The SOA, or Start of Authority, record type is a special type with multiple purposes. It will be explained in this book.

NXDOMAIN

If no record exists for the queried name and type (and class), the NXDOMAIN status is returned (for no such domain). The responding nameserver won't provide any answer, but will return a SOA record in the AUTHORITY section. See the following status and AUTHORITY section example from querying for a domain that does not exist:

$ dig doesnotexist.wikipedia.org

; <<>> DiG 9.10.5-P1 <<>> doesnotexist.wikipedia.org
;; global options: +cmd
;; Got answer:
;; ->>HEADER<<- opcode: QUERY, status: NXDOMAIN, id: 5945
;; flags: qr rd ra; QUERY: 1, ANSWER: 0, AUTHORITY: 1, ADDITIONAL: 1

;; OPT PSEUDOSECTION:
; EDNS: version: 0, flags:; udp: 4096
;; QUESTION SECTION:
;doesnotexist.wikipedia.org.	IN	A

;; AUTHORITY SECTION:
wikipedia.org.		3114	IN	SOA	ns0.wikimedia.org. hostmaster.wikimedia.org. 2020120918 43200 7200 1209600 3600

;; Query time: 6 msec
;; SERVER: 127.0.0.1#53(127.0.0.1)
;; WHEN: Sat Jan 23 15:05:06 CST 2021
;; MSG SIZE  rcvd: 116

REFUSED

If the nameserver is not configured to provide an answer for the client - or is specifically configured to not provide answers for a client, a REFUSED status code is returned. When the client's query is refused, no records are returned. The following example shows that a nameserver refuses to provide an answer for an unrelated domain:

$ dig @ns0.wikimedia.org. army.mil

; <<>> DiG 9.10.5-P1 <<>> @ns0.wikimedia.org. army.mil
; (1 server found)
;; global options: +cmd
;; Got answer:
;; ->>HEADER<<- opcode: QUERY, status: REFUSED, id: 49185
;; flags: qr rd; QUERY: 1, ANSWER: 0, AUTHORITY: 0, ADDITIONAL: 1
;; WARNING: recursion requested but not available

;; OPT PSEUDOSECTION:
; EDNS: version: 0, flags:; udp: 1024
;; QUESTION SECTION:
;army.mil.			IN	A

;; Query time: 39 msec
;; SERVER: 208.80.154.238#53(208.80.154.238)
;; WHEN: Sat Jan 23 15:11:51 CST 2021
;; MSG SIZE  rcvd: 37

Note that the client may be able to get answers for other queries from the same target nameserver, so a REFUSED doesn't indicate that all possible queries from the client are rejected.

SERVFAIL

If the nameserver has a problem, it may return a SERVFAIL status.

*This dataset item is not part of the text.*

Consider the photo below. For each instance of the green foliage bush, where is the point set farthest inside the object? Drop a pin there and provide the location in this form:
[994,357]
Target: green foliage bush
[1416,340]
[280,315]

This is an overloaded return code as it may have many different reasons which in standard DNS are not easily explained for the client. When this server failure is returned, the DNS response will not include any answers or records.

Server failure examples may include: the nameserver is configured to know about the domain, but couldn't load its domain data (so had nothing to share); all nameservers delegated to provide answers are unvailable; a nameserver name didn't have any corresponding address; or a security validation failed. These and other SERVFAIL statuses with examples will be covered further in this book.